Christian, she said. You’re wondering if he’s really dead.

Come on, I said.

I pulled her across the vacant lot, ignoring the little path. I was pretty sure by now that he would be reclining beside one of those blue Dumpsters, that he would be a blood-stained but unusually handsome homeless man. He would be scratching his jaw and dazedly contemplating his ruined clothes and wondering what exactly he had been up to last night. I pulled her across the parking lot, slower now.

The only footsteps were our own.

The parking lot stretched before us like the sky and suddenly we were upon him. His body was where we had left it, stiff and gathering flies.

Eve sucked in her breath.

I didn’t need that, she said.

Oh, fuck.

Yeah.

It was a stupid idea, of course. I had carried him here just a few hours earlier and he had been cold and dead in my arms, he could have been a posterboy for death but dream and game and daylight had seemed so readily interchangeable that anything should have been possible. Eve backed away, one hand over her nose.

He stinks, she said.

That’s the garbage, I said.

But that was a fucking lie and why did I want to lie to her.

Yeah, I said. He stinks.

Eve wrinkled her nose and I saw how pretty and young she was without Goo’s face tangled up around her own. It would be inappropriate to kiss her now, standing over her dead boyfriend’s body like this. The air ripe with his gasses. But I wanted to kiss her.

Let’s move him into the Dumpster, she said.

Why? I said.

The cops will want to ask me a lot of questions. Won’t they?

Probably. You’re the girlfriend.

If we move him, maybe they won’t find him today.

I stood there nodding like a dummy and it wasn’t that I disagreed with her. Eve was right, of course. I had no idea why I had left him exposed like this. He should be moved and there wasn’t a lot of time to stand around talking about it but I wasn’t sure I wanted to touch him again.

He had such a pretty face, pale and puffy even as it was in death.

I made sure the Dumpster was not padlocked and threw open its jaws with a screech of metal that would send the rats running for shelter. I hoped that a pimply kid in Burger King brown wasn’t on his way out with an armload of rotten buns and meat even though I could probably use his help.

The dead are heavy, after all.

I lit a cigarette and took two quick puffs, then gave it to Eve. I stepped over the body and without pausing to let myself freak out or feel sorry for him, bent down and sunk my hands into the soft fleshy pockets of his armpits. I dragged him up to a rubbery standing position and danced him over to the blue Dumpster and his knees dipped and buckled comically as I slipped one hand between his legs and got a firm grip on his crotch. I lifted and tried to throw him over the side of the Dumpster but I was too short or he was too heavy or something because he tumbled down on top of me and favored me with a damp, gruesome embrace.

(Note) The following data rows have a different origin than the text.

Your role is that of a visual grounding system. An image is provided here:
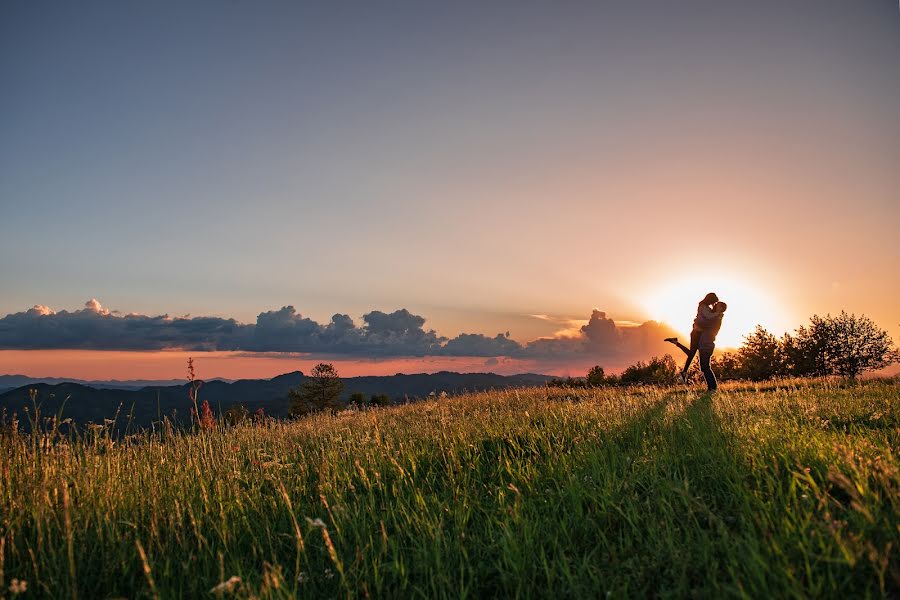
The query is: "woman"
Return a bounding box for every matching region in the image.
[665,292,728,392]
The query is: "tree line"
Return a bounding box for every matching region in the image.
[548,311,900,387]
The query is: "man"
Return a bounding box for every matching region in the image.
[665,300,728,392]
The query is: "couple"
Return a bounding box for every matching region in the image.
[665,292,728,392]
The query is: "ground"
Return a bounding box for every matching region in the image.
[0,380,900,598]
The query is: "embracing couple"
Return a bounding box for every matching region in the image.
[665,292,728,392]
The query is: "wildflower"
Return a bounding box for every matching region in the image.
[209,575,241,594]
[9,579,28,596]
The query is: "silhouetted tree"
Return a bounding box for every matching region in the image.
[584,365,606,387]
[740,325,785,381]
[619,354,678,384]
[222,404,250,425]
[781,327,827,377]
[347,392,369,407]
[712,351,747,381]
[369,394,393,406]
[288,363,344,416]
[813,311,897,379]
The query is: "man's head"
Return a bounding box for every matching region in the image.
[700,292,719,306]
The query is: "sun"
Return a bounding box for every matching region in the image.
[643,277,784,348]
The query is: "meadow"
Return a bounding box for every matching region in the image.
[0,380,900,598]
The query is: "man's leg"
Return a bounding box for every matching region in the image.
[666,338,691,356]
[678,331,700,380]
[700,348,719,392]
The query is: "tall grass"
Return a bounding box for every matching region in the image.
[0,381,900,598]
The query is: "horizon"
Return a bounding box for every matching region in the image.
[0,0,900,380]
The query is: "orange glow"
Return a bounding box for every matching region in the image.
[644,276,790,348]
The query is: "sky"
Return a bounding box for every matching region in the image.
[0,0,900,379]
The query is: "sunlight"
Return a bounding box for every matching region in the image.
[644,277,784,348]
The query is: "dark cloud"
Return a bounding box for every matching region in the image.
[0,299,672,364]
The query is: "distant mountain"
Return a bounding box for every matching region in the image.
[0,375,221,393]
[0,371,552,428]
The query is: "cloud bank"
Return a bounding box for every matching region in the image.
[0,299,672,363]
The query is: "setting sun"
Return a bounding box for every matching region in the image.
[645,277,786,348]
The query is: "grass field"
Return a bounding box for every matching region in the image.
[0,381,900,598]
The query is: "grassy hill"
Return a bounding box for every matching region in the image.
[0,381,900,598]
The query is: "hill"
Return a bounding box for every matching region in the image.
[0,381,900,598]
[0,371,551,427]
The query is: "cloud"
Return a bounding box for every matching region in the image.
[0,298,672,366]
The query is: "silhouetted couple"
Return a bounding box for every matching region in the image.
[665,292,728,392]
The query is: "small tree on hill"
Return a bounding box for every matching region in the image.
[347,392,369,408]
[620,354,678,385]
[781,327,827,377]
[584,365,606,387]
[712,351,747,381]
[369,394,393,406]
[288,363,344,416]
[738,325,784,381]
[813,311,897,379]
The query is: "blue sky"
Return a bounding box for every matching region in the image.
[0,0,900,376]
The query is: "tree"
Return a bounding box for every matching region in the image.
[222,404,250,425]
[738,325,784,381]
[585,365,606,387]
[369,394,393,406]
[347,392,369,408]
[781,327,826,377]
[813,311,898,379]
[288,363,344,416]
[712,351,747,381]
[620,354,678,385]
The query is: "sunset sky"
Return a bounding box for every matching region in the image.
[0,0,900,379]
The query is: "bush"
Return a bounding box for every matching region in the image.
[620,354,678,385]
[288,363,344,417]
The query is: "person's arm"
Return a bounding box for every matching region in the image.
[695,304,725,330]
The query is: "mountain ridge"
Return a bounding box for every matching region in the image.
[0,371,552,427]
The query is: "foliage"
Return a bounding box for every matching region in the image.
[288,363,344,416]
[584,365,607,387]
[619,354,678,385]
[813,311,897,379]
[712,351,747,381]
[0,379,900,598]
[347,392,369,407]
[736,325,784,381]
[222,404,250,425]
[369,394,393,406]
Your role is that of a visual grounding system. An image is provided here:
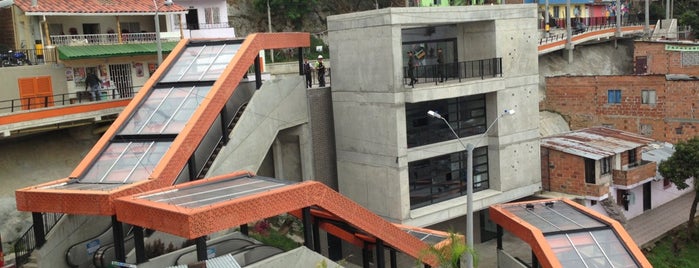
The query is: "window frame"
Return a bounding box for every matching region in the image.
[599,156,612,175]
[641,89,658,105]
[607,89,621,104]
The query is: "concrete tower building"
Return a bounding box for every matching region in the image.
[328,4,541,241]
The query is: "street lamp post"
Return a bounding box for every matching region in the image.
[153,0,173,66]
[427,110,515,268]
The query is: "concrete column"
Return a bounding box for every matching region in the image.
[112,215,126,262]
[272,136,286,178]
[615,0,622,37]
[194,236,209,261]
[376,238,386,268]
[563,0,575,63]
[254,54,262,89]
[301,207,313,248]
[133,226,148,264]
[32,212,46,248]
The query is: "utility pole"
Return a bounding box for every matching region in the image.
[267,0,274,62]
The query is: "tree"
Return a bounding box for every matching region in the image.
[418,231,478,268]
[659,136,699,240]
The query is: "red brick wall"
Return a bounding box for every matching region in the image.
[539,75,699,143]
[634,41,699,76]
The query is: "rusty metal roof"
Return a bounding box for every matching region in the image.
[541,127,653,160]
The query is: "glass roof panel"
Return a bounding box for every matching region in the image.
[507,201,605,234]
[161,44,240,82]
[546,229,637,268]
[80,141,171,184]
[139,176,291,208]
[119,86,211,135]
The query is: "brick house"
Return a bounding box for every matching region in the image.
[541,127,657,222]
[540,41,699,143]
[540,74,699,143]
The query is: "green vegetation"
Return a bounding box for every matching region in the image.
[658,136,699,239]
[644,220,699,268]
[418,231,478,268]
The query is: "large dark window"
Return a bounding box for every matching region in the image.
[405,94,487,148]
[408,146,490,209]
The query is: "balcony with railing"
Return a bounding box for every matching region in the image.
[403,58,502,85]
[51,32,180,46]
[585,182,609,197]
[612,161,657,186]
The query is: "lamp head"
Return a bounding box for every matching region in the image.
[427,110,443,119]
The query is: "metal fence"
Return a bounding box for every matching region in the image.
[0,86,141,113]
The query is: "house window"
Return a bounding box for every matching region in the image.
[585,158,596,184]
[607,89,621,103]
[641,124,653,136]
[600,156,612,175]
[204,7,221,24]
[663,178,672,189]
[408,146,490,209]
[628,148,638,167]
[119,22,141,33]
[641,90,655,105]
[48,23,66,35]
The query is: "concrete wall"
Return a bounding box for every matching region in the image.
[328,5,540,226]
[207,75,313,179]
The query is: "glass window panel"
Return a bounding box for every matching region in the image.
[408,147,489,209]
[405,94,487,148]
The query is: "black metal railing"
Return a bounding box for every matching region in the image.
[403,58,502,85]
[13,213,63,267]
[0,48,58,67]
[0,87,140,114]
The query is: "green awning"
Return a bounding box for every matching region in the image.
[58,42,177,60]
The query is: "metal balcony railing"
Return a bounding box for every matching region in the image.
[403,58,502,85]
[0,86,141,114]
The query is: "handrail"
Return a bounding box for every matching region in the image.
[12,213,64,267]
[0,86,141,114]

Eve didn’t laugh and for that I thought she was pretty cool.

Help me, I said.

And she didn’t balk or hesitate at all. Eve locked her teeth together and held her breath as she lifted one end of the body. She was grim and almost smiling as she held him by the feet and I wondered how many times she had watched him tie the laces of those boots. Together we managed to sling him up and over and into the Dumpster and two minutes later while she crouched in the shadows wondering if she was going to vomit, I climbed in and covered her boyfriend’s body with trash.

But first I patted him down for cigarettes, money, weapons.

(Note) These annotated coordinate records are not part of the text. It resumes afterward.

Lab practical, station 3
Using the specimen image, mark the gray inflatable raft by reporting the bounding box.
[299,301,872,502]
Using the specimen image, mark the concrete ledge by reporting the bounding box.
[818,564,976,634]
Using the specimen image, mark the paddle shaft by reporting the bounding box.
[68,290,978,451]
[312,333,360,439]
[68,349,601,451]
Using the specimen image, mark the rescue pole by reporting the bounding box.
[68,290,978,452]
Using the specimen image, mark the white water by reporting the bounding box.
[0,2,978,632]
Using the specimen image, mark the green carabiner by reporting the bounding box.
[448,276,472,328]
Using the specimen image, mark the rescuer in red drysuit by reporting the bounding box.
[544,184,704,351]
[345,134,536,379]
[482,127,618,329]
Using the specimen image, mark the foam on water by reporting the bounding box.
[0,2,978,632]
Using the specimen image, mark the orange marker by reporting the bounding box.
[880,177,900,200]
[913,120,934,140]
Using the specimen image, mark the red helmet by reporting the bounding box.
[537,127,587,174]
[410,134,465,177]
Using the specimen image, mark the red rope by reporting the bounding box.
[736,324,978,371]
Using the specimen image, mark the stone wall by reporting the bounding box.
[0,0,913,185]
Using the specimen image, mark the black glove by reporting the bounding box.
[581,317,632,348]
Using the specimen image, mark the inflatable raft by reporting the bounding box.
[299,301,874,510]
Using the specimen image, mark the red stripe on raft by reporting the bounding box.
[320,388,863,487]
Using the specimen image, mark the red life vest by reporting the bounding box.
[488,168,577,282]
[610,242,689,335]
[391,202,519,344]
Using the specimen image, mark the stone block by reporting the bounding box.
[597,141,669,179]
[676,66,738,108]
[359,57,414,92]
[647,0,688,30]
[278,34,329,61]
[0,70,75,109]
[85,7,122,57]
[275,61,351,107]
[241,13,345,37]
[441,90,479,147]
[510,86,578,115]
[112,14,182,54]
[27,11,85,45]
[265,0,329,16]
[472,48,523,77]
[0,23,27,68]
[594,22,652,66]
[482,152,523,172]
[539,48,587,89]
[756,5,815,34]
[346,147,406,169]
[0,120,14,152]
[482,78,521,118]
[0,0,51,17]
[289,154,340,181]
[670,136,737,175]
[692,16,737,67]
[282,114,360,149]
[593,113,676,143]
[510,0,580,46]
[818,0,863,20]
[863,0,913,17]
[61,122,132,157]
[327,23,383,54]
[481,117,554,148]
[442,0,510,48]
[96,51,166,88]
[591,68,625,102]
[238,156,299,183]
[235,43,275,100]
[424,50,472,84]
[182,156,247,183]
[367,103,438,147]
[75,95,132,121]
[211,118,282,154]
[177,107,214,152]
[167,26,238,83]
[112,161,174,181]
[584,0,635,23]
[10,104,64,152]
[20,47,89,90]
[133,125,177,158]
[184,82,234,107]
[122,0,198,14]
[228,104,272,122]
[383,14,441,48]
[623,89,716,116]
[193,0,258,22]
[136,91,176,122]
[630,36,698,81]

Eve finished retching, or gave up trying. Now she walked quickly away from me, across the parking lot. I climbed out of the Dumpster feeling about as clever as a drunk raccoon. The stink of French fries in my clothes and hair. I followed her, glad to see she was not walking back to Dizzy’s house.

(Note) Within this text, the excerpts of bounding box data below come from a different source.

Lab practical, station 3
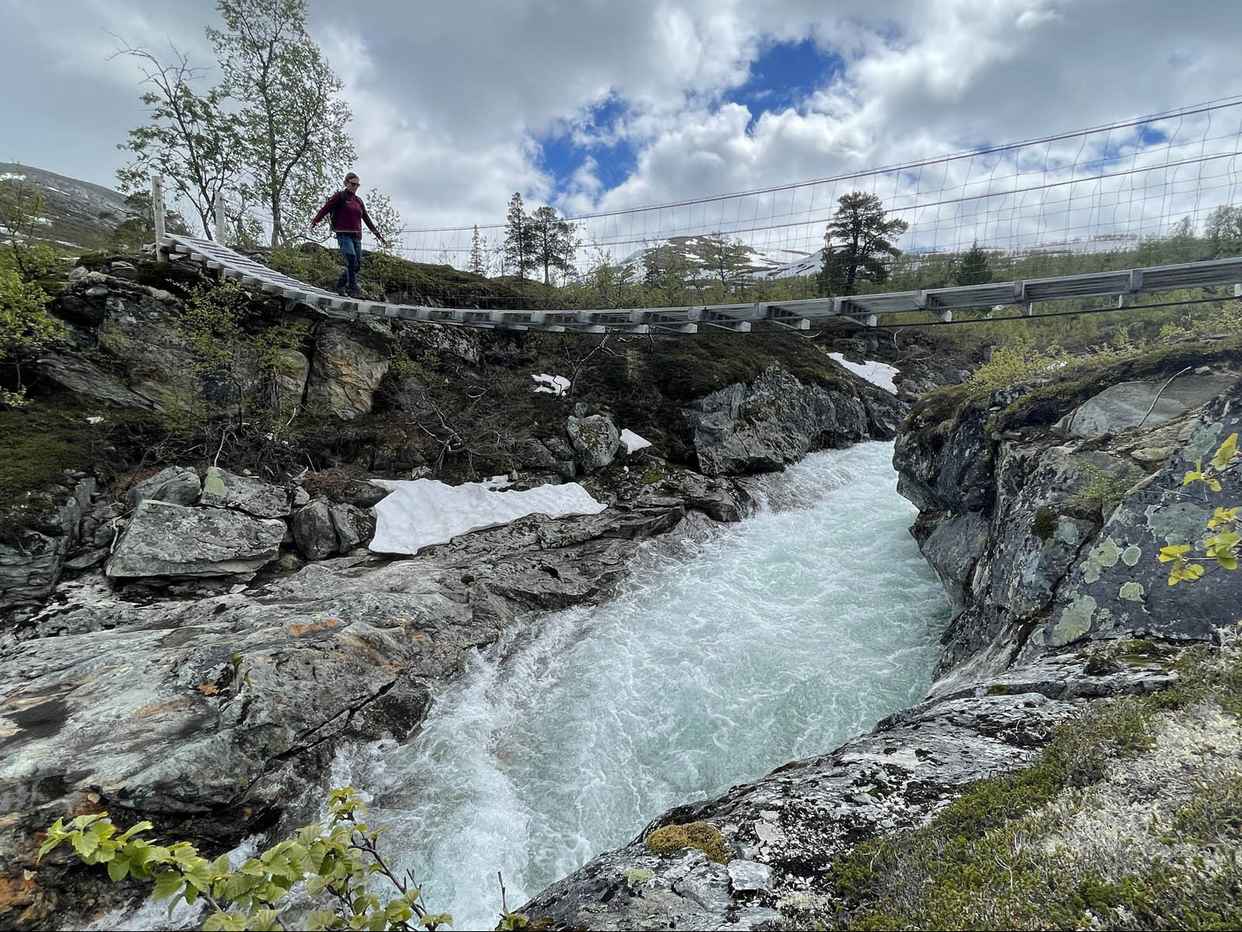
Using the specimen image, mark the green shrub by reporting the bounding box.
[0,268,65,406]
[39,788,462,932]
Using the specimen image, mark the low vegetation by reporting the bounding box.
[817,629,1242,930]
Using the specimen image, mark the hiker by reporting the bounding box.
[311,171,388,298]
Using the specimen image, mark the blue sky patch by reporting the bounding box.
[724,39,845,132]
[535,94,638,198]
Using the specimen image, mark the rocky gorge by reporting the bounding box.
[522,338,1242,930]
[0,249,1242,928]
[0,252,919,928]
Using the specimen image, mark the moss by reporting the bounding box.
[1031,507,1057,543]
[820,640,1242,930]
[646,821,733,864]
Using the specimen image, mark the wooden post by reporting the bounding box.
[216,191,225,246]
[152,175,164,255]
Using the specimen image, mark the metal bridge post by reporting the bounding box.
[152,175,164,262]
[215,191,225,246]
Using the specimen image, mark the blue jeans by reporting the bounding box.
[337,234,363,292]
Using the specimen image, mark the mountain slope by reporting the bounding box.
[0,162,134,250]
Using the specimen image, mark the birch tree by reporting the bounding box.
[117,46,242,240]
[207,0,354,246]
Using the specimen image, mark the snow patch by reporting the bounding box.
[828,353,898,395]
[370,477,607,553]
[530,373,569,395]
[621,427,651,454]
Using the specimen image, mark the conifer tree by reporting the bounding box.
[953,242,992,285]
[469,224,487,275]
[504,191,534,278]
[820,191,909,295]
[527,208,578,285]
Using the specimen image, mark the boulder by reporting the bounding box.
[1057,372,1238,437]
[125,466,202,511]
[307,323,394,420]
[292,498,340,560]
[107,500,284,579]
[98,286,202,409]
[683,365,905,476]
[565,414,623,472]
[328,505,375,553]
[39,353,155,409]
[0,478,94,610]
[199,466,291,518]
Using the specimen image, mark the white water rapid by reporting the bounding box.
[333,444,948,928]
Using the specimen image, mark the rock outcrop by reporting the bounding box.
[0,488,744,916]
[0,478,96,613]
[108,500,286,579]
[519,347,1242,930]
[684,365,905,476]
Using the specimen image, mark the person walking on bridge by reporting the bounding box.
[311,171,388,298]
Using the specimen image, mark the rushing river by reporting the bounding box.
[334,444,948,928]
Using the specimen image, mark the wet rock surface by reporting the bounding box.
[0,482,748,925]
[520,355,1242,930]
[684,365,905,476]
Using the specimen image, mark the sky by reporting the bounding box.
[0,0,1242,265]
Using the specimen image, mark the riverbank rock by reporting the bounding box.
[306,322,394,420]
[200,466,291,518]
[684,365,905,476]
[108,500,284,579]
[565,414,622,472]
[0,478,96,613]
[125,466,202,511]
[517,657,1174,930]
[0,482,735,925]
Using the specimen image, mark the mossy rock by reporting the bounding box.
[646,821,733,864]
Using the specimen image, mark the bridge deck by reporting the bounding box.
[160,236,1242,333]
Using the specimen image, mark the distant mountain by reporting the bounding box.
[0,162,135,250]
[622,234,779,278]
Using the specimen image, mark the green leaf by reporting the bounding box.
[117,821,155,841]
[1212,431,1238,469]
[73,820,99,864]
[1159,544,1190,563]
[152,871,185,900]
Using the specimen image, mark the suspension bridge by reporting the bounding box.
[159,235,1242,333]
[152,96,1242,333]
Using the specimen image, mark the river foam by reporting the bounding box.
[335,444,948,928]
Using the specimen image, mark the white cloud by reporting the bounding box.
[0,0,1242,263]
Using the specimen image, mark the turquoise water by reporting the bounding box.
[334,444,949,928]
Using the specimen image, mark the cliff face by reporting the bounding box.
[522,343,1242,930]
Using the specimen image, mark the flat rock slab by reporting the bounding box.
[1057,373,1238,437]
[200,466,291,518]
[125,466,202,511]
[108,500,284,579]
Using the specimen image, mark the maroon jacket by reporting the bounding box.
[311,191,384,240]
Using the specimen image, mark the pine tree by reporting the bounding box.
[821,191,909,295]
[953,242,992,285]
[694,234,751,290]
[469,224,487,275]
[504,191,534,278]
[527,208,578,285]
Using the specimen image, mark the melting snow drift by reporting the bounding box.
[530,373,569,395]
[621,427,651,454]
[828,353,898,395]
[370,478,607,553]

Jimmy was on the roof, naked and angry.

I hoped the paramedics would be able to talk him down. I hoped we wouldn’t hear screams or gunfire. I hoped we wouldn’t hear the deadening silence that meant he had fallen. I followed Eve to a little plastic igloo that housed a pale green bench with the names of a hundred assholes gouged in the wood. I sat two or three feet away from her. I hoped there was a bus coming.